Se il loro testo sacro di turno dice che non si può bere alcol non si può bere alcol, se dice che non si può mangiare maiale non si può mangiare maiale, non gli importa se tu e io siamo di idee differenti e non gli importa se lo facciamo con moderazione e equilibrio per un vero fanatico conta solo obbedire ciecamente a ciò che gli è stato insegnato ad obbedire.

Per fortuna non ci credono tutti a queste storie e per fortuna anche molti che ci credono non le mettono in pratica alla lettera ma solo quando gli gira. Io ho diversi amici marocchini che consumano alcol tutte le volte che escono di casa e alcuni non si fanno troppi problemi neanche a mangiare carne di maiale, conosco anche degli Indù che mangiano carne bovina.

gianni rosso

Credo che il problema vada affrontato con una certa elasticità. Trovo giusta la decisione riguardo agli aerei, anche se si potrebbe prevedere la possibilità di scelta da parte dei passeggeri(anche per evitare contrapposizioni religiose). Lo stesso per quanto riguarda il velo delle donne musulmane,se non copre l’intero volto. Sono invece contrario alle lezioni separate di ginnastica:il rispetto della libertà religiosa non può farci tornare indietro con la civiltà!

Kaworu

scusa ma quando mai sui voli di linea c’è stato l’obbligo di prendere alcolici?

faber

Già me la immagino la hostess che si avvicina con la bottiglia di rum e un imbuto: “Fa da solo o le serve una mano?” 😀

Francesco S.

In che senso “giusto”? Come ha detto Kaworu, mica ti obbligano a bere alcol e mangiare maiale?

gmd85

In effetti, non capisco perché ci vogliano tanti divieti. Resistere alle tentazioni non dovrebbe essere più edificante? Sarà che preferiscono non correre il rischio di cadere nel peccato?

Gérard

E torniamo sempre al problema dell’ eccezione religiosa : il motivo per il divieto di bevande alcooliche è che la loro vista offende gli occhi degli ” credenti mussulmani ” !
Per questo è che di solito, nei paesi mussulmani, puoi soltanto bere in locali con finestre oscurate….
( idem in certi stati degli Stati Uniti…. ) .

Bertrand Russel2 la vendetta

Rispetto delle tradizioni o scelte spregiudicate?

Dal punto di vista di uno stato laico non dovrebbe fare molta differenza se un individuo segua ciecamente le tradizioni della sua cultura o se decida di violarle sistematicamente, ovviamente finché non diventa violento con altri.

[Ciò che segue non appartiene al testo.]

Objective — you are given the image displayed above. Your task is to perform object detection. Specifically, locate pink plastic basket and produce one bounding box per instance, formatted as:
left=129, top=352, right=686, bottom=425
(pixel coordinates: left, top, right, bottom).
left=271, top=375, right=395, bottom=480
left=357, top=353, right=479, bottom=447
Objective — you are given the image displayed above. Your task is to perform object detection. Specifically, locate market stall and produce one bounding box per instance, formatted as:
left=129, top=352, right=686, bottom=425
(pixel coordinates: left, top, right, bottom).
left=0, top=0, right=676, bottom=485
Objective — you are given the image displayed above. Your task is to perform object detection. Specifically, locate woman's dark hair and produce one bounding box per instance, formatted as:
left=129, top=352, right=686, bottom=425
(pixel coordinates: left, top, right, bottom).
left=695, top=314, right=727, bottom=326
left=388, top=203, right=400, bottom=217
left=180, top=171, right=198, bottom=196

Finché un individuo non fa male ad altri e non viola la legge quello che fa sono solo affari suoi, ovviamente la legge non deve essere scritta per violare i diritti di qualcuno ne deve imporre a qualcuno obblighi assurdi e inutile che lo costringano a scegliere tra le sue convinzioni e il rispetto della legge, inoltre spesso non è molto praticabile la via del multiculturalismo del modificare le leggi a seconda del gruppo etnico-religioso d’appartenenza e non è neanche giusto visto che difronte alla legge siamo tutti uguali, o almeno dovremmo esserlo. Finché non si fa male a nessuno lo stato non dovrebbe ne imporre il rispetto delle tradizioni ne imporre il loro abbandono.

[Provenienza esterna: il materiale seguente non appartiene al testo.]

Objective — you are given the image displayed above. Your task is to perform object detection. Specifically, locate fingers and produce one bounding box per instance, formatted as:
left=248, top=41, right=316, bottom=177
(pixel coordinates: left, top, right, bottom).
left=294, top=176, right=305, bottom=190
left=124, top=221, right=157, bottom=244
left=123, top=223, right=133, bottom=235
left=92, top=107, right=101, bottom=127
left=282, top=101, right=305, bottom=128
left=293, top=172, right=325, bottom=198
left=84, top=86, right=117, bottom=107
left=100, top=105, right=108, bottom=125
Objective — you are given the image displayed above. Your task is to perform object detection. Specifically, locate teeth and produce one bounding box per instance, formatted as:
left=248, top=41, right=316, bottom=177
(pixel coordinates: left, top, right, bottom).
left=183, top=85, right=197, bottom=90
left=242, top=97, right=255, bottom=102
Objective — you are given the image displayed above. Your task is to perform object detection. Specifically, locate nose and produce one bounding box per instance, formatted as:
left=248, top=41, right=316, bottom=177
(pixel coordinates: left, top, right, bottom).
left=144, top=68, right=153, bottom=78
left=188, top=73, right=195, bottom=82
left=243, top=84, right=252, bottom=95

Ma nel caso dei minori, che sono sotto tutela dei genitori il discorso cambia, infatti un minore non può disporre pienamente di se stesso ma dipende delle scelte della sua famiglia, se i genitori proibiscono di frequentare delle scuole di buona qualità per mandarlo in scuole confessionali di scarsa qualità, che hanno la caratteristica di perpetuare le tradizioni della propria religione, danneggiano il loro figlio, più spesso figlia, impedendogli di autorealizzarsi e costringendolo a restare ai margini della società, danneggiano i propri figli.

Nel caso delle lezioni di ginnastica il danno è quasi sempre minimo, si ci saranno poche ragazze che magari sarebbero diventate atlete professioniste ma sarebbero state in pochissime, quindi bocciarle finirebbe per creare più danni di quanti ne risolve, visto che molte di quelle ragazze finirebbero senza titoli di studio o con titoli macchiati da tante bocciature da penalizzarle sul mercato del lavoro.

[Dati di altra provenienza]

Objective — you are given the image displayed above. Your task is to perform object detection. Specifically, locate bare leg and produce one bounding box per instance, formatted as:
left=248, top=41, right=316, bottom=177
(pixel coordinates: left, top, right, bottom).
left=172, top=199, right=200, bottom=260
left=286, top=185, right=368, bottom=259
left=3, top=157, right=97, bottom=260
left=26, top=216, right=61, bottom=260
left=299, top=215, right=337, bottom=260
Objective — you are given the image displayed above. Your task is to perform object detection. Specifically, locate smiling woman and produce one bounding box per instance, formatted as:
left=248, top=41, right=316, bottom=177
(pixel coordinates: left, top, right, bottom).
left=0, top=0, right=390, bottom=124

Togliere la patria podestà rischia di creare traumi emotivi peggiori dell’esclusione dalle ore di ginnastica, limitarla, magari stabilendo che alcune decisioni possano essere prese in autonomia dal minore prima dei 18 anni, senza bisogno del approvazione dei genitori, sarebbe una soluzione tenendo presente che ciò comporterà almeno nel breve termine un aumento della conflittualità familiare che necessiterebbe di un maggior intervento dei servizi sociali, questi provvedimenti però potrebbe spingere molte famiglie a mandare i figli in scuole confessionali, dove le limitazioni alla podestà genitoriale sarebbero inutili, perché ci sarebbero più o meno gli stessi limiti alla libertà individuale solo che sarebbero imposti con i regolamenti scolastici, senza contare che simili scuole potrebbero portare alla nascita di generazioni di fanatici pericolosi.

Una soluzione nel lungo termine potrebbe essere quella di affidarsi alle pressioni sociale e economiche, che li costringano a cambiare le loro scelte, per necessità, ma questo tipo di approccio richiede molto tempo e lascia sempre delle sacche di arretratezza.

Per arrivare finalmente alle conclusioni, a mio parere ritengo che, l’atteggiamento più opportuno per affrontare la questione sia farlo contemporaneamente da diverse angolazioni.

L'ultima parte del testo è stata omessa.